Waze isn’t the way… well, it can, but technology sometimes lags behind

 

How often do you wait for your GPS to figure out where you are?

Could be an actual GPS unit, and it might be an app, but it always seems like there are a few seconds to wait or items to select in order to get to the actual map. And I know what many of you are thinking…

A GPS unit? A unit? A mounted in the dashboard… or funnier still one you plug into the cigarette lighter… GPS unit? Of course you’re waiting for that to acquire a satellite signal. Of course you’re waiting for it to recalculate every time you change lanes on the highway or make a turn (even a turn it told you to make).

A GPS unit?

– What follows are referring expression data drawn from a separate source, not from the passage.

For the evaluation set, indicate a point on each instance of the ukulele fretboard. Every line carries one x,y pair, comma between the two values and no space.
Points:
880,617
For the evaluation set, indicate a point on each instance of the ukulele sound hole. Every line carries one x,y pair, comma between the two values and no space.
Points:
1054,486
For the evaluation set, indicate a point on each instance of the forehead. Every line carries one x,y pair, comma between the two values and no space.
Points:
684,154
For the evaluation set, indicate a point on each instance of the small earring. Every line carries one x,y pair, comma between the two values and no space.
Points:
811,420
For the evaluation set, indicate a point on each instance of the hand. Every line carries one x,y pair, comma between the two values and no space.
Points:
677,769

Of course you’re waiting for it to figure out where you are.

But an app? No. Those things will just lock in on you immediately and you’re good to go.

And my response?

I get what you’re saying. I still occasionally use a GPS unit in our cars that’s roughly ten years old and I haven’t updated the maps on it in quite a while. It takes a mile or two of backroad driving to get the thing through the startup cycle, never mind actually reaching a point where it is showing a map that has my location correct. So… yeah… ha ha, a GPS unit.

But… the app part of your observation…

About an hour ago I got a message from the Waze app. Was telling me about a traffic snarl in Orlando. And… umm… see, I was in Florida about six weeks ago. I did use Waze a few times while we were there, and haven’t used it since. Right now, I’d have to drive a few hundred miles to get within one thousand miles of Orlando. So…

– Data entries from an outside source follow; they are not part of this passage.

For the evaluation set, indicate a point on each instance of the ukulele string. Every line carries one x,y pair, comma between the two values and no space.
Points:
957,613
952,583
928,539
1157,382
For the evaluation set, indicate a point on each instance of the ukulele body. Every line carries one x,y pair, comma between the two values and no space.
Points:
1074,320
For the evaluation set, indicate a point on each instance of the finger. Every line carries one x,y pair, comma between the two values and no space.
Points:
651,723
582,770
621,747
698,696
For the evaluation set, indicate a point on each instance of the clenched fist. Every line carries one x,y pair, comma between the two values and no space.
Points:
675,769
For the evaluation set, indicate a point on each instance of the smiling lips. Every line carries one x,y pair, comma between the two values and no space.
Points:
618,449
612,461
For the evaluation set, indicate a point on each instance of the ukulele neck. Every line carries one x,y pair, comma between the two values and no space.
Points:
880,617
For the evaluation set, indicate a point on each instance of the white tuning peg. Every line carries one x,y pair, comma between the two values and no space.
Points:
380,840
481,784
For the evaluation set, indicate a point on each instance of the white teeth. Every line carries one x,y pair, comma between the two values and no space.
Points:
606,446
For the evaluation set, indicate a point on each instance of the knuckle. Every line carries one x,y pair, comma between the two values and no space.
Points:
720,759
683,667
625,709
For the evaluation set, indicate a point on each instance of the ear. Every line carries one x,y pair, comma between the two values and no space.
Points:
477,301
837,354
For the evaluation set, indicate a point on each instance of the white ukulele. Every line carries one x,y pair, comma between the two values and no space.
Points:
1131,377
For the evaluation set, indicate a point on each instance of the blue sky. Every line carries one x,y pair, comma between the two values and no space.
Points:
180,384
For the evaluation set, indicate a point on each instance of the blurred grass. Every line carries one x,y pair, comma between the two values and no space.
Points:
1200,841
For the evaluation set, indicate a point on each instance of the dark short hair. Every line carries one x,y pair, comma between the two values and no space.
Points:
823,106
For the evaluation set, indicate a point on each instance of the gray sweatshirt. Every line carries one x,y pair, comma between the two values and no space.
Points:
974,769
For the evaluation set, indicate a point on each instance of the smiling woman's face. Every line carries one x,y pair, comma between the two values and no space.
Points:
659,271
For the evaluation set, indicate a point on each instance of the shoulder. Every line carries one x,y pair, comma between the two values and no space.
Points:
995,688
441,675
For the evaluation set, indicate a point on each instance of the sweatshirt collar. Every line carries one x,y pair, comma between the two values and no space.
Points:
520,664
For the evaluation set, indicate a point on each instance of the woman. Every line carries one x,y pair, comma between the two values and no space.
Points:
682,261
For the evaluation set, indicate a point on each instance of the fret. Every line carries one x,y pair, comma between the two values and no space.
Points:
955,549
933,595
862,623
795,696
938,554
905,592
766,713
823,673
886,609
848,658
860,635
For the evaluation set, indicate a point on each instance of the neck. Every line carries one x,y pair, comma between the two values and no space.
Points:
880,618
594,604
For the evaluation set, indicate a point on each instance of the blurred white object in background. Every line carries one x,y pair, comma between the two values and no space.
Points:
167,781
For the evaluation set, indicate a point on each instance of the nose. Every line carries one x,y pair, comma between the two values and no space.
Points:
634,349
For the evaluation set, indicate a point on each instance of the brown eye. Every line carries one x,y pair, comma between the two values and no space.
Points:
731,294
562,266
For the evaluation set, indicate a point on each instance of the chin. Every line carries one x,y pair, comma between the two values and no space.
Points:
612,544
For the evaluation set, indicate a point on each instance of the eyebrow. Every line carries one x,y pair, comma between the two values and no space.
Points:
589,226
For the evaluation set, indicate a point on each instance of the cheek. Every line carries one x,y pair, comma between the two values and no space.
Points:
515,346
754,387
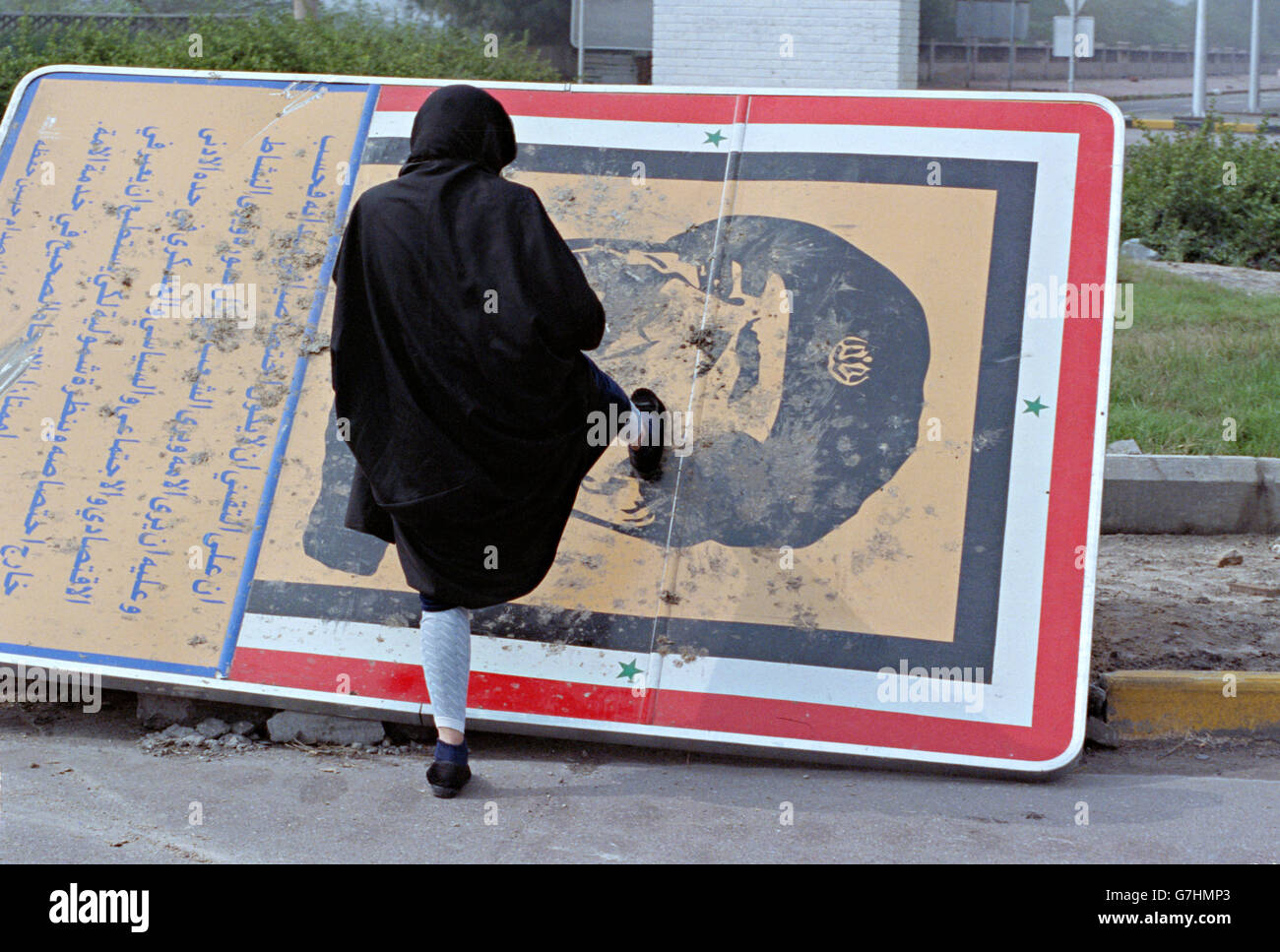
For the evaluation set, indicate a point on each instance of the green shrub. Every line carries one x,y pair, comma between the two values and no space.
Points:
354,43
1206,195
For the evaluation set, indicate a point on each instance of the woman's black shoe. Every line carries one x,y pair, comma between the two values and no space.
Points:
647,458
447,778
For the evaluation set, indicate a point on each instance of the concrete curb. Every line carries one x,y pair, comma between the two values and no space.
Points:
1198,495
1185,123
1164,704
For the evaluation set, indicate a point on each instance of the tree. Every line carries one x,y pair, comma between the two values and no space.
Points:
546,21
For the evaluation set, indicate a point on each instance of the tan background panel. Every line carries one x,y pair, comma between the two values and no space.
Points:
173,622
892,568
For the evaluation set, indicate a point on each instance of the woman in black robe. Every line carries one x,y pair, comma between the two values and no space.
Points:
460,321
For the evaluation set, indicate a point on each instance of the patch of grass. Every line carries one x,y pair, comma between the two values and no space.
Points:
356,43
1197,357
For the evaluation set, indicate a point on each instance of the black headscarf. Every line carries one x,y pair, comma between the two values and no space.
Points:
460,321
462,122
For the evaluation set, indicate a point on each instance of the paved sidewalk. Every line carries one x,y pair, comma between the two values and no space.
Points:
78,789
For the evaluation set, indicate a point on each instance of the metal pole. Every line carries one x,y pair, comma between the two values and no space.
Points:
1254,62
1070,65
581,38
1198,68
1012,31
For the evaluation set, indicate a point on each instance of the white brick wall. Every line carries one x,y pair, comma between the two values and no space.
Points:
854,43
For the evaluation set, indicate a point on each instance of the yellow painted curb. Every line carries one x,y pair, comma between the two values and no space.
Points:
1153,704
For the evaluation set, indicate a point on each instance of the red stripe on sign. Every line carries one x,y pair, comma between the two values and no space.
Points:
315,672
631,106
405,682
1075,423
1007,115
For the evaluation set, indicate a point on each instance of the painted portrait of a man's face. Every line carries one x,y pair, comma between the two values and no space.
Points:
809,380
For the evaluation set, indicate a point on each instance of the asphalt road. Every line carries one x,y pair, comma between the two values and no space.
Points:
1182,105
78,789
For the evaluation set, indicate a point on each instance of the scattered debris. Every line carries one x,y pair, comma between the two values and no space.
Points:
1266,592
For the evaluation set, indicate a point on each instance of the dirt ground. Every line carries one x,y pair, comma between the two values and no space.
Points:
1163,602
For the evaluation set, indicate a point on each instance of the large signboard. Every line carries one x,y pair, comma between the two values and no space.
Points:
883,320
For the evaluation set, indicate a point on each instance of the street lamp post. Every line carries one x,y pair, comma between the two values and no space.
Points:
1198,71
1254,60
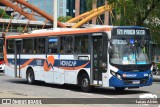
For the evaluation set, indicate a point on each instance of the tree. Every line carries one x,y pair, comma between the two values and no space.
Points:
4,14
64,18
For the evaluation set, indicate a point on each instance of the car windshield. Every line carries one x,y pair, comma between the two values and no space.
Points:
129,52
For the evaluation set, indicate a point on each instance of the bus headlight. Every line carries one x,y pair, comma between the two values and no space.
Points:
116,74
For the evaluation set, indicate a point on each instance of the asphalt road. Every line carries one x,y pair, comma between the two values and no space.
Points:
20,88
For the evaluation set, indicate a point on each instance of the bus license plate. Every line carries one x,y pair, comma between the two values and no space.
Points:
136,82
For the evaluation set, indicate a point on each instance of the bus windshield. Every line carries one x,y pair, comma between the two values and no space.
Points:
129,52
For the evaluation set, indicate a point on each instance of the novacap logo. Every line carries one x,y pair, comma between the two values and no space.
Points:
48,63
129,75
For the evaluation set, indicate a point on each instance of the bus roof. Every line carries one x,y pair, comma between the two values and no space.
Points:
67,31
59,31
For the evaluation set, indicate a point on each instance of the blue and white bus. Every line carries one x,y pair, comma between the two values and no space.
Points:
103,56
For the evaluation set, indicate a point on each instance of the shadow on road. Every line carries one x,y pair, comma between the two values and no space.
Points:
104,91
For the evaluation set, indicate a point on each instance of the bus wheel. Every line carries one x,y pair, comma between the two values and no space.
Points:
30,77
85,83
120,89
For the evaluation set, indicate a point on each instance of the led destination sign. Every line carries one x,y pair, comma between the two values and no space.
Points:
130,32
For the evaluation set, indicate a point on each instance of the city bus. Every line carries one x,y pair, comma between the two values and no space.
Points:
102,56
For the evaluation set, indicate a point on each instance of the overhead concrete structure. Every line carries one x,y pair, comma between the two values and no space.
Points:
30,6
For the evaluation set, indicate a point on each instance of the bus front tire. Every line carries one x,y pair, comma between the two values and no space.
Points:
85,83
30,77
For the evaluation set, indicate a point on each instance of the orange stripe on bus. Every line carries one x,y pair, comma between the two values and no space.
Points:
74,68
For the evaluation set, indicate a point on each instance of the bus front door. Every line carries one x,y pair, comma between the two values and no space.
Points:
18,50
99,58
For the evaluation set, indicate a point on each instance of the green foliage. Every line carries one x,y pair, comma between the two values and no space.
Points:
5,16
64,18
139,13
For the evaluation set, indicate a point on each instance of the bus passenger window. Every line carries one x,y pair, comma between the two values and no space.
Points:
81,44
53,45
66,44
10,46
27,46
39,45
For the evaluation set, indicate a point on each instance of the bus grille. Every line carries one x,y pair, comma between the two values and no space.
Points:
130,81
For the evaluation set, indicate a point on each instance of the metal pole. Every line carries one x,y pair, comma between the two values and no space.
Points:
55,14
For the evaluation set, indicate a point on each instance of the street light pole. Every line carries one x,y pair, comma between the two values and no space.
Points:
55,14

The Waze traffic alert message? Not that helpful. Quite honestly, only applicable because it thought I was in Orlando.

Now, Waze is wonderful and fun and I like it. Really haven’t used it much, as it was a recent addition to my phone. But so far, I’m good with it and I will be using it in the future. I’m not writing this to pick on Waze. I’m writing it simply because that alert caught my eye. It’s far from the only funny message I get from a wide variety of apps.

Usually it’s my weather apps that get screwed up. I actually have a couple of my phone. Even though most of them draw from similar sources, I’ve found I like the presentation style of one better… but can count on snow accumulation information better on another… and in general the long-range forecast is better on yet another. So, I do use a few of them.

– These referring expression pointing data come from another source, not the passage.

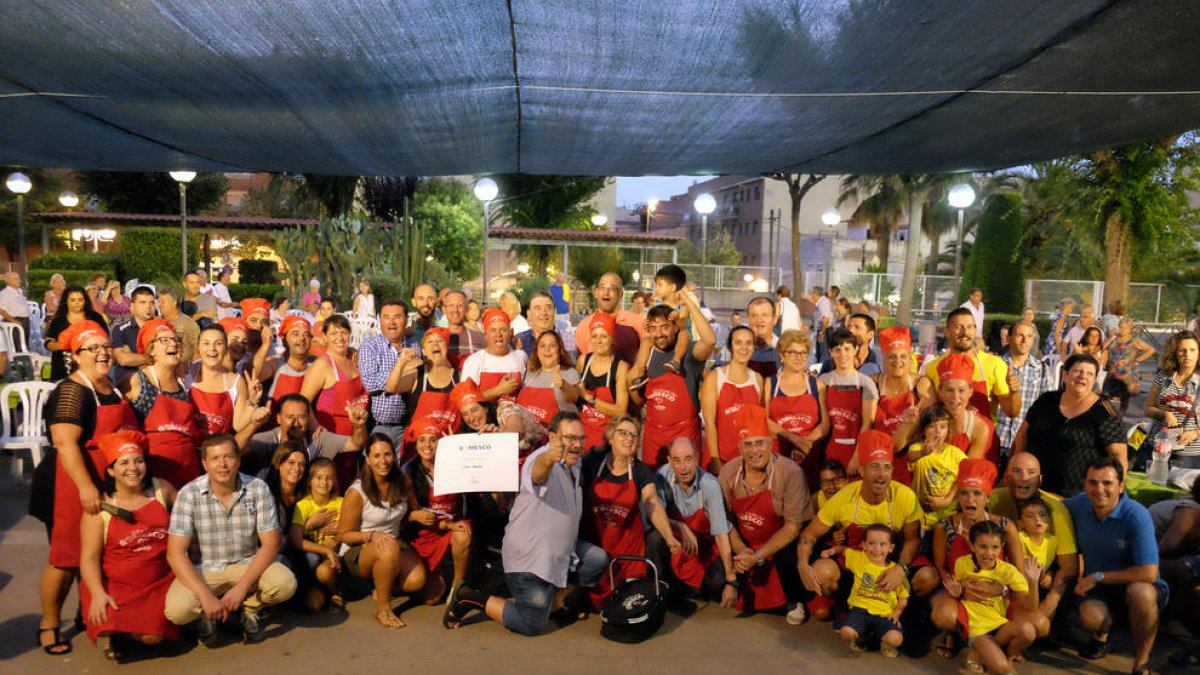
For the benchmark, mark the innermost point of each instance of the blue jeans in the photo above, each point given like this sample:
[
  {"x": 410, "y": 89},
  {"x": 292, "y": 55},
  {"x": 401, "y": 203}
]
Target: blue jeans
[{"x": 533, "y": 596}]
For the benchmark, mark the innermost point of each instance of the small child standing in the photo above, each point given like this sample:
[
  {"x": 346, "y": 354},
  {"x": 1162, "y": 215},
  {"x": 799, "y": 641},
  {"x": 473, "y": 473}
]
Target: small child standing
[
  {"x": 315, "y": 531},
  {"x": 669, "y": 282},
  {"x": 1039, "y": 547},
  {"x": 995, "y": 639},
  {"x": 874, "y": 610},
  {"x": 934, "y": 464}
]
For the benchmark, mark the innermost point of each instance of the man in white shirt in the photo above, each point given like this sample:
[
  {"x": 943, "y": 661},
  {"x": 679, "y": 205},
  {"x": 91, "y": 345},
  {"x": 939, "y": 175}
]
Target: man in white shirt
[
  {"x": 975, "y": 305},
  {"x": 13, "y": 306}
]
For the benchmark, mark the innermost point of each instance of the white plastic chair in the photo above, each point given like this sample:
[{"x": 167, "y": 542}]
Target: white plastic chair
[{"x": 27, "y": 432}]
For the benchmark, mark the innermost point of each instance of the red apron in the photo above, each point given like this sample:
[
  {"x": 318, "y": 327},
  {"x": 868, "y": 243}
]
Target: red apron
[
  {"x": 730, "y": 399},
  {"x": 67, "y": 509},
  {"x": 172, "y": 435},
  {"x": 432, "y": 544},
  {"x": 540, "y": 401},
  {"x": 690, "y": 569},
  {"x": 887, "y": 419},
  {"x": 670, "y": 414},
  {"x": 612, "y": 519},
  {"x": 215, "y": 411},
  {"x": 595, "y": 422},
  {"x": 845, "y": 406},
  {"x": 757, "y": 521}
]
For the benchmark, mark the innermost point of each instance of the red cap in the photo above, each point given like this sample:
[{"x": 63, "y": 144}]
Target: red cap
[
  {"x": 119, "y": 443},
  {"x": 251, "y": 306},
  {"x": 977, "y": 473},
  {"x": 444, "y": 333},
  {"x": 874, "y": 446},
  {"x": 495, "y": 316},
  {"x": 293, "y": 322},
  {"x": 466, "y": 393},
  {"x": 750, "y": 420},
  {"x": 234, "y": 323},
  {"x": 955, "y": 366},
  {"x": 79, "y": 333},
  {"x": 895, "y": 338},
  {"x": 150, "y": 330},
  {"x": 607, "y": 322}
]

Funny thing is, if I happen to go on a trip of some type (and distance) and don’t open the apps up after any of the significant drives involved, it often takes them a couple of days to figure out where I am. Arrive at my destination… get a nearby lightning strike alert for a place hundreds of miles away. Drive back home… get a frost warning for where I was. Gets to the point where I can’t just scan the message quickly. I have to read the whole thing, and at times even open up an app to figure out what the hell it’s trying to say.

Ever use a shopping app? I love those things—sarcasm alert—especially when they tick me off to the high heavens with their pick your local store features. I can’t tell you how many times I’ve gone to open an app to access a coupon or looked up a store on the phone’s browser, only to be forced along a process of activating location services or adjusting my home store before it will let me get a coupon or see a price.

Let me see if I have this right… the phone has a locator in it… the damn thing can actually tell I’m standing inside the store… but the app or the web site keeps trying to tell me I can pick a product up this afternoon in a different store that I’m not even remotely near. Well, that’s amazingly convenient.

I do understand the basics of what is going on. Part of the issue is that as things get faster and more convenient, we tend to forget how slow and inconvenient things used to be. We get spoiled. Ten years ago… five years ago… even a month ago… there might have been times when I would have been out of luck because I didn’t have a coupon or a way of showing an associate a lower price from another place. Still…

I remember reading a book by legendary baseball manager Earl Weaver years ago. In it, he offered praise for umpires—which, if you knew Weaver at all, you would understand the humor in that—while also saying that although they did impressive work when you really considered the numbers involved it wouldn’t stop him from wanting them to do even better.

A wise thought there.

The items we have in our hands are amazing. Most of the current generations of smartphones are more powerful than the computers that assisted NASA in sending astronauts to the moon.

That still doesn’t mean they always know if the lightning is actually a threat to me. (And I wish they had warned me about the traffic I did encounter while running my errands this afternoon.)